Apparently not too many finnish speakers here yet. Kaveri => partner/pal/mate, APU => help.
HTH,
ac
In OpenCL you need to copy items from the system memory to the GPU's memory and then load the kernel on the GPU to start execution. Then you must copy the data back from the GPU's memory at the end after execution. AMD is saying that you can instead pass a pointer to the data in the main memory instead of actually making copies of the data.
This should reduce some of the memory shifting on the system and speed up OpenCL execution. It will also eliminate some of the memory constraints on OpenCL regarding what you can do on the GPU. On a larger scale it will open up some opportunities for optimizing work.
The "slow interconnect" you're talking about to main memory, PCI Express v3.0 has an effective bandwidth of 32GB/s which actually exceeds the best main memory bandwidth you'd get out of an Ivy Bridge CPU with very fast memory, so no, that's not a bottleneck for bandwidth, though yes, there is some latency there.

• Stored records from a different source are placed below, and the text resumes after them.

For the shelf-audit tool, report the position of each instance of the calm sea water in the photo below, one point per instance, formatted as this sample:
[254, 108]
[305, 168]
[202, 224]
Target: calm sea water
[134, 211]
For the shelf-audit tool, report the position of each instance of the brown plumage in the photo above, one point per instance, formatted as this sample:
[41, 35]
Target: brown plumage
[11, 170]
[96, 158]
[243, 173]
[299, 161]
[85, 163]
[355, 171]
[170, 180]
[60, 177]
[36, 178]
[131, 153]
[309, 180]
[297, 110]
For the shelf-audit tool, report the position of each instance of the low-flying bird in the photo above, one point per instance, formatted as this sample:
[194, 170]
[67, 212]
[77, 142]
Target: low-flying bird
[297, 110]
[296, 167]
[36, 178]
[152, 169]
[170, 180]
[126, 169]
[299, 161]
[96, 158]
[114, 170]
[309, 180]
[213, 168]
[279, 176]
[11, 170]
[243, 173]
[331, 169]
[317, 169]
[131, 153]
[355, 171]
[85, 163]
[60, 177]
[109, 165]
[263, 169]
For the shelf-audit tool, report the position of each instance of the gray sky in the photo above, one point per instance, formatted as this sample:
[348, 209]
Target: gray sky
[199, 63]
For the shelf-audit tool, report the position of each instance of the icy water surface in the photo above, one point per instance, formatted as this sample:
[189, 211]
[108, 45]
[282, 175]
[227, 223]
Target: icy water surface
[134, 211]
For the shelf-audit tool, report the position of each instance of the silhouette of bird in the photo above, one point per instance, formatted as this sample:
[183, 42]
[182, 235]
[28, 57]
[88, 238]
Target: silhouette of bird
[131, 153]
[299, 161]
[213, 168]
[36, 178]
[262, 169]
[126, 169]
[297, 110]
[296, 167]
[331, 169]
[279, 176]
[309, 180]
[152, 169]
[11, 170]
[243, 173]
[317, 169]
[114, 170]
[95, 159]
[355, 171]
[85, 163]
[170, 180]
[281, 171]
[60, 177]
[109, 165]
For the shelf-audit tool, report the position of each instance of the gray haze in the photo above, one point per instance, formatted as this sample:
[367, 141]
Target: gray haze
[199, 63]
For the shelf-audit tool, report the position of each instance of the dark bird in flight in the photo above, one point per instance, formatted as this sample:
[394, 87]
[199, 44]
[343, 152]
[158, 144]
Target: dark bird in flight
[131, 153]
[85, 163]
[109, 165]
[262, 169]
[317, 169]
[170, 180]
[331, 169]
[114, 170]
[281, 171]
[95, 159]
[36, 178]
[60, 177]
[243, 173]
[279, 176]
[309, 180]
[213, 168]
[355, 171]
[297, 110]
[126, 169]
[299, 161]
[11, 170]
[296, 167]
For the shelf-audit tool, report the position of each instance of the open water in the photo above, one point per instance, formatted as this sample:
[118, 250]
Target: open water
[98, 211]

Its both, for my application, the GPU is roughly 3x-5x as fast as a high end CPU. This is fairly common on a lot of GPGPU workloads. The GPU provides a decent but not huge performance advantage.
But, we don't use the GPU! Why not? Because copying the data over the PCIe link, waiting for the GPU to complete the task, and then copying the data back over the PCI bus yields a net performance loss over just doing it on the CPU.
In theory, a GPU sharing the memory subsystem with the CPU avoids this copy latency. Nor does it preclude still having a parallel memory subsystem dedicated for local accesses on the GPU. That is the "nice" thing about opencl/CUDA the programmer can control the memory subsystems at a very fine level.
Whether or not AMD's solution helps our application remains to be seen. Even if it doesn't its possible it helps some portion of the GPGPU community.
BTW:
In our situation its a server system so it has more memory bandwidth than your average desktop. On the other hand, i've never seen a GPU pull more than small percentage of the memory bandwidth over the PCIe links doing copies. Nvidia ships a raw copy benchmark with the CUDA SDK, try it on your machines the results (theoretical vs reality) might surprise you.